Discussion:
[Twisted-Python] Problems with inlineCallback, Deferred, yield and Python 3 in buildbot
Craig Rodrigues
2017-01-22 02:15:45 UTC
Permalink
Hi,

I have been submitting many patches to get buildbot working on Python 3:

http://bit.ly/2jCCMPW

I have run into one problem involving inlineCallback, Deferred, and yield
which I am having difficulty solving. Can someone help me?

If I do the following inside a Python 3 virtualenv to set things up:

git clone https://github.com/buildbot/buildbot buildbot_test
cd buildbot_test
pip install -e pkg
pip install -e worker
pip install -e 'master[tls,tests]'

trial buildbot.test.unit.test_process_buildrequestdistributor
I get this error:

==================================================================
File
"/Users/crodrigues/buildbot_test/master/buildbot/process/buildrequestdistributor.py",
line 93, in <lambda>^M
brdicts.sort(key=lambda brd: brd['submitted_at'])
builtins.TypeError: 'Deferred' object is not subscriptable

buildbot.test.unit.test_process_buildrequestdistributor.TestMaybeStartBuilds.test_slow_db^M
==================================================================


The code causing this problem is on line 93 of
master/buildbot/process/buildrequestdistributor.py:

78 @defer.inlineCallbacks
79 def _fetchUnclaimedBrdicts(self):
80 # Sets up a cache of all the unclaimed brdicts. The cache is
81 # saved at self.unclaimedBrdicts cache. If the cache already
82 # exists, this function does nothing. If a refetch is desired,
set
83 # the self.unclaimedBrdicts to None before calling."""
84 if self.unclaimedBrdicts is None:
85 # TODO: use order of the DATA API
86 brdicts = yield self.master.data.get(('builders',
87 (yield
self.bldr.getBuilderId()),
88 'buildrequests'),
89
[resultspec.Filter('claimed',
90
'eq',
91
[False])])
92 # sort by submitted_at, so the first is the oldest
93 brdicts.sort(key=lambda brd: brd['submitted_at'])
94 self.unclaimedBrdicts = brdicts
95 defer.returnValue(self.unclaimedBrdicts)

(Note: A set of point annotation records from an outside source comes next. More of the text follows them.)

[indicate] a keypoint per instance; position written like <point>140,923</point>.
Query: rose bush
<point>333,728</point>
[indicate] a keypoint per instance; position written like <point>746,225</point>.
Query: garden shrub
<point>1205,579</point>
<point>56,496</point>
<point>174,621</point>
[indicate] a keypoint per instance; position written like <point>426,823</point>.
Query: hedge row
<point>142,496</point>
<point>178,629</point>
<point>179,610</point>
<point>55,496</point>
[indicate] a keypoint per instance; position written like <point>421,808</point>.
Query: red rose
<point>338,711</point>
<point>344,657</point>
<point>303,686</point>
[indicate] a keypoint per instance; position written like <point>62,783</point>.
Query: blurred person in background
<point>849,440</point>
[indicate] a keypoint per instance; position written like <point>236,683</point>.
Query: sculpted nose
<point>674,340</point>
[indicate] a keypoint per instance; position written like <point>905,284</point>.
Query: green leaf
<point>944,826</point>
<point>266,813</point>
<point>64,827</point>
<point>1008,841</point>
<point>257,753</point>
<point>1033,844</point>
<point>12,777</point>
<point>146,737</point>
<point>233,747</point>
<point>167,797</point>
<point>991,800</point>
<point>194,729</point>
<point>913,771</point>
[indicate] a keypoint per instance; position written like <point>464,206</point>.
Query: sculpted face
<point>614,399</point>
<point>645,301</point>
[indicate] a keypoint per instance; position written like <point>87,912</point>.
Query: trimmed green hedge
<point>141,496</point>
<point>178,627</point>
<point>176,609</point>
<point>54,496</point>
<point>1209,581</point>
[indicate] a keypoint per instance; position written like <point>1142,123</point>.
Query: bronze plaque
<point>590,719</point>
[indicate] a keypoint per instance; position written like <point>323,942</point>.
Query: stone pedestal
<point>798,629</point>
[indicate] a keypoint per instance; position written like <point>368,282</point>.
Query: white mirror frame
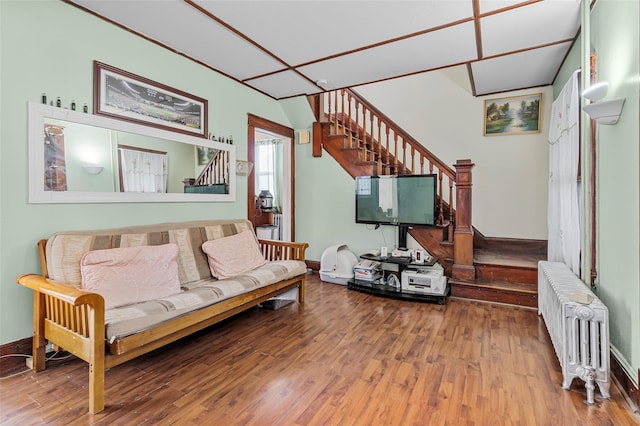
<point>37,194</point>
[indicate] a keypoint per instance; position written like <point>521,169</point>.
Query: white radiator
<point>578,323</point>
<point>277,222</point>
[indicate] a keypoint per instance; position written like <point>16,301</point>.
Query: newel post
<point>463,234</point>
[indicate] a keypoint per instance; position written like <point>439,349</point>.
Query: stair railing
<point>382,141</point>
<point>215,170</point>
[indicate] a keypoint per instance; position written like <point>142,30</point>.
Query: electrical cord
<point>49,358</point>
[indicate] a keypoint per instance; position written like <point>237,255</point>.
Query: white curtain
<point>268,167</point>
<point>563,215</point>
<point>143,171</point>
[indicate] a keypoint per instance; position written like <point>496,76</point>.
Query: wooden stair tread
<point>497,285</point>
<point>507,259</point>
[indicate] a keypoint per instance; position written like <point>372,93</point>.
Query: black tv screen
<point>396,200</point>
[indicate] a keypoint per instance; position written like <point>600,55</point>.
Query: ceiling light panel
<point>284,84</point>
<point>304,31</point>
<point>433,50</point>
<point>527,69</point>
<point>533,25</point>
<point>185,29</point>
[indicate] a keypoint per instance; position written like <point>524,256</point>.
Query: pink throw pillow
<point>233,255</point>
<point>128,275</point>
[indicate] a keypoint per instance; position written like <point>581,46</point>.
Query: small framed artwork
<point>204,154</point>
<point>126,96</point>
<point>514,115</point>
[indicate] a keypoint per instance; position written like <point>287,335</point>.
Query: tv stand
<point>395,265</point>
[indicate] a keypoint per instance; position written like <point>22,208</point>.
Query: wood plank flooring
<point>344,358</point>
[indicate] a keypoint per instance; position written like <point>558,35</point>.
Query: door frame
<point>255,122</point>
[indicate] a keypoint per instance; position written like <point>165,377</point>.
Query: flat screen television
<point>403,200</point>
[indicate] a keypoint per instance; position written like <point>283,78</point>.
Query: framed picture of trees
<point>514,115</point>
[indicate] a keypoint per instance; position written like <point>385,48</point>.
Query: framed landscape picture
<point>126,96</point>
<point>515,115</point>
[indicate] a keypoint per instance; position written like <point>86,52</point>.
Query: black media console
<point>395,265</point>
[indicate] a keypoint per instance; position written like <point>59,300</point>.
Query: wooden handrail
<point>405,136</point>
<point>214,171</point>
<point>381,141</point>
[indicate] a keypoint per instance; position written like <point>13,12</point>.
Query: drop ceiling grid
<point>429,51</point>
<point>181,27</point>
<point>537,67</point>
<point>525,27</point>
<point>282,84</point>
<point>304,31</point>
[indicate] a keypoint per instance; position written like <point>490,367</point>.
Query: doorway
<point>270,149</point>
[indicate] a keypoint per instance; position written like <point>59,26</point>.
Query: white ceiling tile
<point>487,6</point>
<point>533,25</point>
<point>183,28</point>
<point>527,69</point>
<point>353,42</point>
<point>302,31</point>
<point>433,50</point>
<point>284,84</point>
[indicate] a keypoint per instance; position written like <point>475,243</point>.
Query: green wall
<point>614,38</point>
<point>50,46</point>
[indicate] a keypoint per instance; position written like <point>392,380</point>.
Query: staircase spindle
<point>350,131</point>
<point>395,153</point>
<point>451,221</point>
<point>441,201</point>
<point>329,107</point>
<point>335,113</point>
<point>342,112</point>
<point>387,160</point>
<point>404,152</point>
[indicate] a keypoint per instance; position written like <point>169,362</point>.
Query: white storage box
<point>336,264</point>
<point>367,270</point>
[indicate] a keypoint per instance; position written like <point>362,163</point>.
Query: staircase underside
<point>505,273</point>
<point>506,270</point>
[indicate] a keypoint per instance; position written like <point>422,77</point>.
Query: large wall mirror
<point>82,158</point>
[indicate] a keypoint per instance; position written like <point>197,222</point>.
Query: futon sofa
<point>110,295</point>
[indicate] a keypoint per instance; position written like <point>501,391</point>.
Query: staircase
<point>366,142</point>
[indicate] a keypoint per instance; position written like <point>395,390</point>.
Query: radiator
<point>277,222</point>
<point>578,324</point>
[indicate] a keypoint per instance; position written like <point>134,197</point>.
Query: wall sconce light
<point>93,169</point>
<point>243,168</point>
<point>603,112</point>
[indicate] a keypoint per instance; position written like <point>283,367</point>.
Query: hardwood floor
<point>344,358</point>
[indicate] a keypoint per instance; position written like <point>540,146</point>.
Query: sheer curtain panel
<point>563,215</point>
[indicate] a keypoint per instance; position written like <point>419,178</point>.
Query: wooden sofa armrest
<point>68,294</point>
<point>74,320</point>
<point>280,250</point>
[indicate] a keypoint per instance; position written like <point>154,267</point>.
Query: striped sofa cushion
<point>126,320</point>
<point>65,249</point>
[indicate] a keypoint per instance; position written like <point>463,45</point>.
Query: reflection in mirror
<point>88,158</point>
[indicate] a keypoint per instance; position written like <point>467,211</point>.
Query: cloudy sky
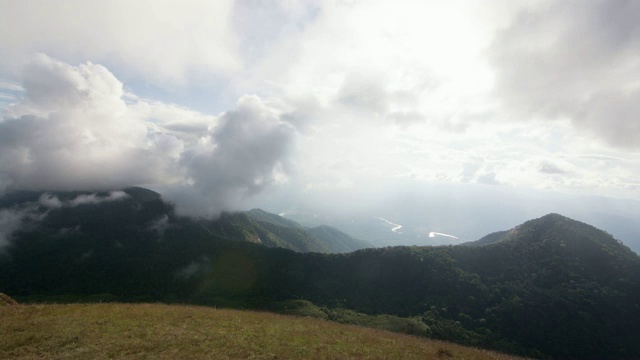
<point>227,104</point>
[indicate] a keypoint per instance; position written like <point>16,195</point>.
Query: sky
<point>496,110</point>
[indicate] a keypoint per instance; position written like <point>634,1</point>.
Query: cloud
<point>160,41</point>
<point>244,154</point>
<point>575,60</point>
<point>10,221</point>
<point>76,129</point>
<point>92,199</point>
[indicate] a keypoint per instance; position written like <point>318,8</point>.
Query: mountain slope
<point>336,239</point>
<point>551,287</point>
<point>188,332</point>
<point>138,212</point>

If I run the test on Python 2, I don't get the error, and on line 93,
brdicts is a dict.
However, if I run the test on Python 3, brdicts is a Deferred, thus the
error.

Can someone point me in the right direction for solving this problem?

I am not so familiar with the differences in generators and Deferreds
between Python 2 and 3.

Thanks.

--
Craig
Glyph Lefkowitz
2017-01-22 04:06:19 UTC
Permalink
If I run the test on Python 2, I don't get the error, and on line 93, brdicts is a dict.
However, if I run the test on Python 3, brdicts is a Deferred, thus the error.
This really ought to be impossible. If I were seeing this, single-stepping through inlineCallbacks in pudb would probably be my next step. Have you made any attempts to simplify it down to remove some of the buildbot-specific code?

-glyph
Craig Rodrigues
2017-01-24 00:08:57 UTC
Permalink
If I run the test on Python 2, I don't get the error, and on line 93, brdicts is a dict.
However, if I run the test on Python 3, brdicts is a Deferred, thus the error.
This really ought to be impossible. If I were seeing this,
single-stepping through inlineCallbacks in pudb would probably be my next
step. Have you made any attempts to simplify it down to remove some of the
buildbot-specific code?
-glyph
I did some more debugging. The callstack is quite deep. :/
I used this command to trigger the error:

trial
buildbot.test.unit.test_process_buildrequestdistributor.TestMaybeStartBuilds.test_slow_db

I found in this function in buildbot's BuildRequestsEndpoint.get() function
(
https://github.com/buildbot/buildbot/blob/master/master/buildbot/data/buildrequests.py#L146
) there is this line:



* defer.returnValue( [(yield self.db2data(br)) for br in
buildrequests])*
On Python 2, this line returns:
an object list
each list entry is a dictionary of name/value pairs that looks like:

[{'buildrequestid': 10, 'complete': False, 'waited_for': False,
'claimed_at': None, 'results': -1, 'claimed': False, 'buildsetid': 11,
'complete_at': None, 'submitted_at': datetime.datetime(1970, 1, 2, 12, 6,
40, tzinfo=tzutc()), 'builderid': 77, 'claimed_by_masterid': None,
'priority': 0}, {'buildrequestid': 11, 'complete': False, 'waited_for':
False, 'claimed_at': None, 'results': -1, 'claimed': False, 'buildsetid':
11, 'complete_at': None, 'submitted_at': datetime.datetime(1970, 1, 2, 13,
30, tzinfo=tzutc()), 'builderid': 77, 'claimed_by_masterid': None,
'priority': 0}]

On Python 3, this returns:
an object <generator object BuildRequestsEndpoint.get.<locals>.<listcomp>
of type <class 'generator'>

The self.db2data() function returns defer.succeed(data) (
https://github.com/buildbot/buildbot/blob/master/master/buildbot/data/buildrequests.py#L32
)

So it looks like on Python 3, this is not getting evaluated properly, and
the upper layer is trying
to index a Deferred instead of a list of dictionaries.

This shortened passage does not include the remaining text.